Thursday, December 20, 2018

Virgil Wander, by Leif Enger


This deceptively charming novel has hidden depths, like Lake Superior, which is a main character in the book.  Virgil Wander is a middle-aged man stuck in the dying, bad luck,  mining town of Greenstone, Minnesota.  It is north of Duluth on the rocky shores of this great inland sea, and as the story opens, Virgil has just miraculously been saved from certain death when his Pontiac sails off a road into the lake.  Rescued by Marcus Jetty, who owns the local salvage and junk yard, he is dazed by the experience but slowly regaining his strength and the words he has lost to mild traumatic brain injury.  He runs the local failing cinema, the Empress Theater, which he lives above.  He also functions as the City Clerk.

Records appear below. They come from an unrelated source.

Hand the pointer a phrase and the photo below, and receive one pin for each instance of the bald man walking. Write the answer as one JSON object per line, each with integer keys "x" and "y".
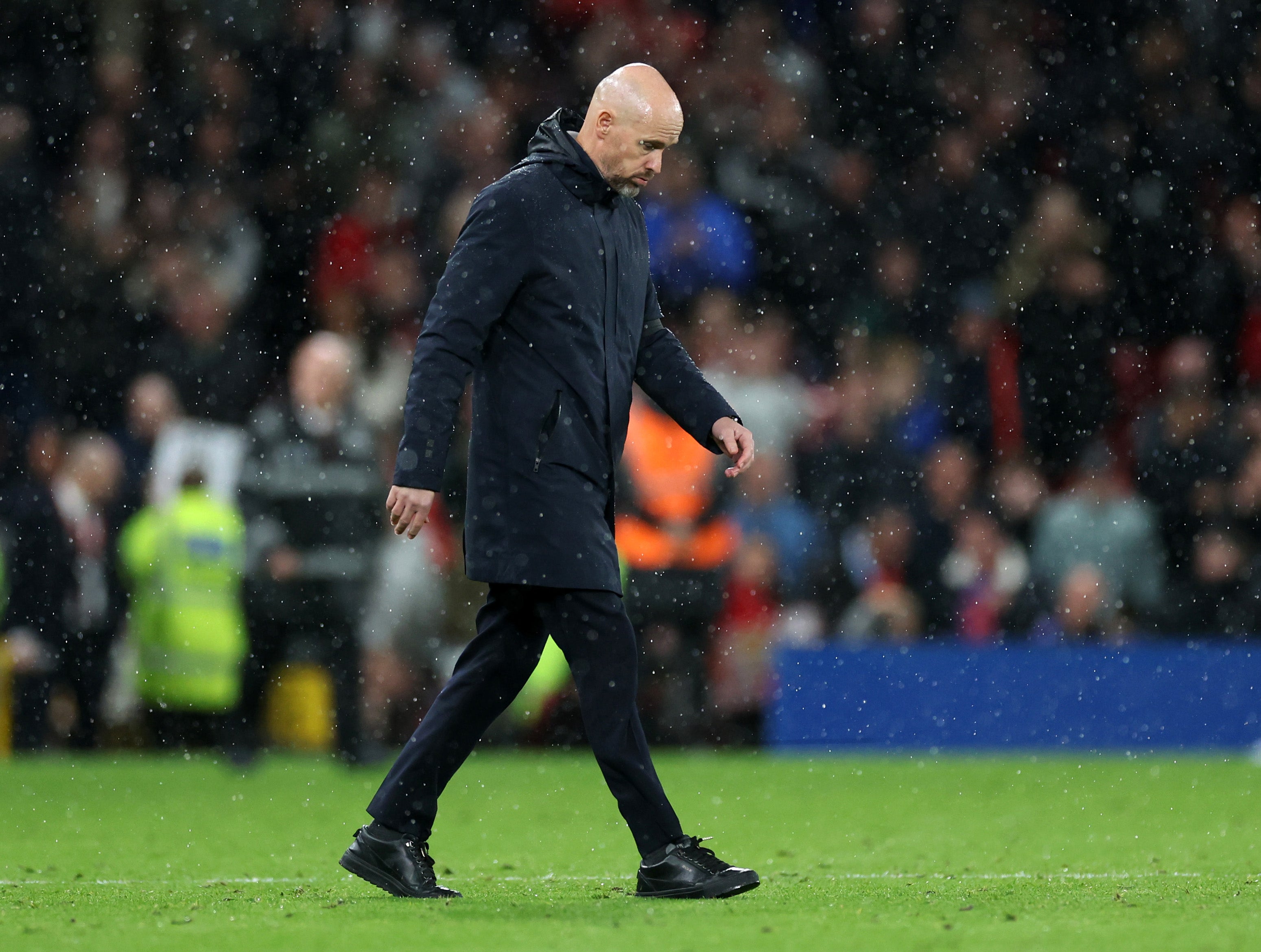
{"x": 548, "y": 302}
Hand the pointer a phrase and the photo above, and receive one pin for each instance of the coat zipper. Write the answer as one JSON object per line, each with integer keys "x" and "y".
{"x": 548, "y": 429}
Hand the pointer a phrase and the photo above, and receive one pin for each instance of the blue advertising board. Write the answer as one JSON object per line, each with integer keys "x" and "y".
{"x": 1075, "y": 698}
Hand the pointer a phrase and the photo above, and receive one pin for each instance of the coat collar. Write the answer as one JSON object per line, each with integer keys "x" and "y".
{"x": 555, "y": 147}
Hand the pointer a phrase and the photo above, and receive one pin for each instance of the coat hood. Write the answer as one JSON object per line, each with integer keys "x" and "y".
{"x": 554, "y": 147}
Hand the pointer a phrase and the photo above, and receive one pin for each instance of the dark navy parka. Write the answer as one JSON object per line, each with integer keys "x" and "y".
{"x": 548, "y": 302}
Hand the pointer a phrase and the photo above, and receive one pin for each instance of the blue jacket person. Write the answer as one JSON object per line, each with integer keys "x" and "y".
{"x": 548, "y": 303}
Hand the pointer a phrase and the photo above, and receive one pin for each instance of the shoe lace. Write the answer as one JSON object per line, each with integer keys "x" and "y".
{"x": 419, "y": 851}
{"x": 703, "y": 857}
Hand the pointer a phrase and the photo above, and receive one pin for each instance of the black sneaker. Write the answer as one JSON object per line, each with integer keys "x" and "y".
{"x": 688, "y": 871}
{"x": 395, "y": 863}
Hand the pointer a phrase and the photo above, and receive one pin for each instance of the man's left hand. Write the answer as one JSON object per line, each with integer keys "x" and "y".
{"x": 737, "y": 442}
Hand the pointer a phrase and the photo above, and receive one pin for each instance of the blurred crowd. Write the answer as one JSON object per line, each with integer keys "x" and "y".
{"x": 983, "y": 278}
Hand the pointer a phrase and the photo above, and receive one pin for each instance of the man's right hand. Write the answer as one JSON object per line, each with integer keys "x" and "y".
{"x": 409, "y": 509}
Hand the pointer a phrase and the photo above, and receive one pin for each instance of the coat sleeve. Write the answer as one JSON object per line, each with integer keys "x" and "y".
{"x": 667, "y": 375}
{"x": 486, "y": 269}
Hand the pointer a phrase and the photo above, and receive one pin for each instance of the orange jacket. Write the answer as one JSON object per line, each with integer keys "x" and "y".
{"x": 671, "y": 476}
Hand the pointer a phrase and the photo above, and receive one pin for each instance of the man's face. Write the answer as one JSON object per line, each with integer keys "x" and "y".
{"x": 632, "y": 148}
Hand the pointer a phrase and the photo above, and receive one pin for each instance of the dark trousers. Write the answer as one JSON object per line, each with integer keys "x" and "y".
{"x": 84, "y": 666}
{"x": 598, "y": 640}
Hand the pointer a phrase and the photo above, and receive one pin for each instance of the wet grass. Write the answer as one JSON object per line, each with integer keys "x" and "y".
{"x": 857, "y": 853}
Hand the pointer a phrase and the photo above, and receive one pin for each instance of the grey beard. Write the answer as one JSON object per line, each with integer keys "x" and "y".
{"x": 625, "y": 187}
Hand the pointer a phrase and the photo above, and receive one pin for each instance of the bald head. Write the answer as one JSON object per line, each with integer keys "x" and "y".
{"x": 322, "y": 371}
{"x": 634, "y": 118}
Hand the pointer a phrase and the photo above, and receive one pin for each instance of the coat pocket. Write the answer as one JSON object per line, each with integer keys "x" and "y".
{"x": 546, "y": 430}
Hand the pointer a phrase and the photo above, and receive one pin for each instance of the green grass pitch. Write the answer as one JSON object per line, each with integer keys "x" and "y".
{"x": 857, "y": 853}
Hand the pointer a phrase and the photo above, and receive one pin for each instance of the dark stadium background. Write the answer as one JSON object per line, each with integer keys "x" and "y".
{"x": 983, "y": 278}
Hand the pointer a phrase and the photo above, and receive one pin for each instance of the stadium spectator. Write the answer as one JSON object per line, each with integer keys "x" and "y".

It is significant that the road he ran off is Highway 61, and yes, Bob Dylan does wander into the story, as does Rune, a kite-flying Norwegian seeking  information about the son he never knew he had.   That son, Alex Sandstrom, a minor league baseball phenom, disappeared in a light plane over the lake years before the main action of the story, leaving behind his beautiful wife, Nadine, and son, Bjorn, now a teenager.  There is more than a hint of Lake Woebegone in the book, but Enger is a more compassionate and interesting writer than Kellior, who can veer from saccharine into nasty and scatological.  Not that I don’t still enjoy Garrison, who is now in disgrace…  In addition to a Field of Dreams and The natural  vibes, there’s also a mythic Moby Dick like sturgeon; an evil filmmaker, who seems always to be in town when bad things happen; and the unique Rune who, like his name, is magical.  A lovely book in many ways – recommended.  300 pp.